Welcome to August
I sat down at my computer, turned it on, and my brain hadn’t clicked in that I was sitting down to write yet. I’ve been drafting all day in my head but somehow my brain was kept out of the loop. Today I really focused on my anger, a part of me that often becomes louder when I am feeling frustrated, when I feel I’m not living up to my potential or achieving what I should be. My anger walks in and starts protecting me. I tried today to look past its presence, because it is a form of laziness. To sit across the table from someone passing judgment and looking with eyes where all you see is flaws lacks the effort to understand.

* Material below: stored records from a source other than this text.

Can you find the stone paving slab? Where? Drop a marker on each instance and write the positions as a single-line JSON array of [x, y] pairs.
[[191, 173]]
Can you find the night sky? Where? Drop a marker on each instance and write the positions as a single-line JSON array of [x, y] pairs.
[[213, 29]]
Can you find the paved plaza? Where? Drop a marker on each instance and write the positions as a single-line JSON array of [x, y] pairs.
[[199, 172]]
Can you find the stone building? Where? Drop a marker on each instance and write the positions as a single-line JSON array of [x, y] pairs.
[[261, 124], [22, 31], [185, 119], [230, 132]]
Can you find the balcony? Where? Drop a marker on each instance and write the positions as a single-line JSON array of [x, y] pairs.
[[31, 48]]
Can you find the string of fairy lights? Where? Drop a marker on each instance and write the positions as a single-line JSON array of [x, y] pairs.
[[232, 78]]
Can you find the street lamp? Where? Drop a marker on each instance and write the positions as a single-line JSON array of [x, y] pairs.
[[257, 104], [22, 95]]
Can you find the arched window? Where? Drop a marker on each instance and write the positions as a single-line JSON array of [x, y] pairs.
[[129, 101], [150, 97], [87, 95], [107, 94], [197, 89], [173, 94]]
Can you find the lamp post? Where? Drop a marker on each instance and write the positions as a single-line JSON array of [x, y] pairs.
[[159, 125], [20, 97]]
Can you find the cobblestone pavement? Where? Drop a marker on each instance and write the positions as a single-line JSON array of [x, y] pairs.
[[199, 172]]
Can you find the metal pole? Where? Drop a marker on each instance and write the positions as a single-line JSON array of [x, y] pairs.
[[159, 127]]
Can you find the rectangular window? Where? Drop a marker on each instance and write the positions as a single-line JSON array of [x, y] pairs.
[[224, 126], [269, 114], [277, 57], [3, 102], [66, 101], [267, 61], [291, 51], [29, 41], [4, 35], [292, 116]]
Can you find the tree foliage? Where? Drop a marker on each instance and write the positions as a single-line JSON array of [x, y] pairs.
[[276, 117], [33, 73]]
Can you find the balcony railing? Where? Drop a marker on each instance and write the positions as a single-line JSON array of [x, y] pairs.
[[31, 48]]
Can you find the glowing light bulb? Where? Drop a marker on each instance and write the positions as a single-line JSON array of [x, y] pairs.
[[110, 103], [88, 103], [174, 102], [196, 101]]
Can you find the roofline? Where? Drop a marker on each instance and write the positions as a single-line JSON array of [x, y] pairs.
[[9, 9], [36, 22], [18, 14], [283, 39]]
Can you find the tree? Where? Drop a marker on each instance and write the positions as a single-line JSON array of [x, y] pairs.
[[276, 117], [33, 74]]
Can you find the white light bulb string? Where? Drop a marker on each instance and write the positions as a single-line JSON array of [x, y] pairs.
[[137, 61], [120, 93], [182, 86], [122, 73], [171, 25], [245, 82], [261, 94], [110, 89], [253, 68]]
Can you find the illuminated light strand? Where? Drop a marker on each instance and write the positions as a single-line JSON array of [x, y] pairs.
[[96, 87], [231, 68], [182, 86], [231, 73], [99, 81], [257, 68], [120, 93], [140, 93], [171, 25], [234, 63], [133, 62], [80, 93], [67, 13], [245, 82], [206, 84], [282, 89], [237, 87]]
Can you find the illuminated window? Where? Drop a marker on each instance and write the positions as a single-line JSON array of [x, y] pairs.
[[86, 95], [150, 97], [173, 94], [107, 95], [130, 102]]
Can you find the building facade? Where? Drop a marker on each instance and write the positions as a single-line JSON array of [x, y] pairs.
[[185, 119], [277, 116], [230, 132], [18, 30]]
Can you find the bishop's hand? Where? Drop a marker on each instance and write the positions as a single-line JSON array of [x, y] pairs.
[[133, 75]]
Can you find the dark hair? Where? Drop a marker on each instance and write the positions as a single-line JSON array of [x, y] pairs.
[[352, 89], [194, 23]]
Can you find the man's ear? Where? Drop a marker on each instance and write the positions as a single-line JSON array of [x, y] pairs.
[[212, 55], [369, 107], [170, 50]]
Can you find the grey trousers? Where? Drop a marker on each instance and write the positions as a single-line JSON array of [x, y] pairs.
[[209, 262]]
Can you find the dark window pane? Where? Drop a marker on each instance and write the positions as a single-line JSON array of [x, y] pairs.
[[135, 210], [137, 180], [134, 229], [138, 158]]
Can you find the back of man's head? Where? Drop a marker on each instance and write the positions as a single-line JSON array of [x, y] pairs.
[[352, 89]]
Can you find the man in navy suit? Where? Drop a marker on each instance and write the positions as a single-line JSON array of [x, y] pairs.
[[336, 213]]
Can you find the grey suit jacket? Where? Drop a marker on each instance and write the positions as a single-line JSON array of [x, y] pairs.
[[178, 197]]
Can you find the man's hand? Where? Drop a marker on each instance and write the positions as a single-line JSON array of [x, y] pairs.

I think my anger comes from my recognition that every time I see a shortcoming in someone, I see my own flaws. How can I ever be angry until I am perfect? That’s the great comedy in this, for every flaw we see in someone we carry the capacity for, we are them as much as we are composed of the food we eat. Leading with love seems to be the only discernable solution. Seeing beyond the barriers everyone has, to the planet full of grown up children who still have those hopes somewhere inside, even if it has been buried under a mountain of life. We all have hard days, we all feel joy, we all need help sometimes. I am trying to put my anger to rest, let it know I no longer need it to protect me anymore, I would rather just feel the pain and love. I would rather just let Ian stand vulnerable and flawed as he always has been. Knowing that anything I achieve or any good I can contribute will never be an effort of one, it will be me hopefully pushing in a common direction for better, striving to make existence lighter. Hopefully spreading love, flaws and all.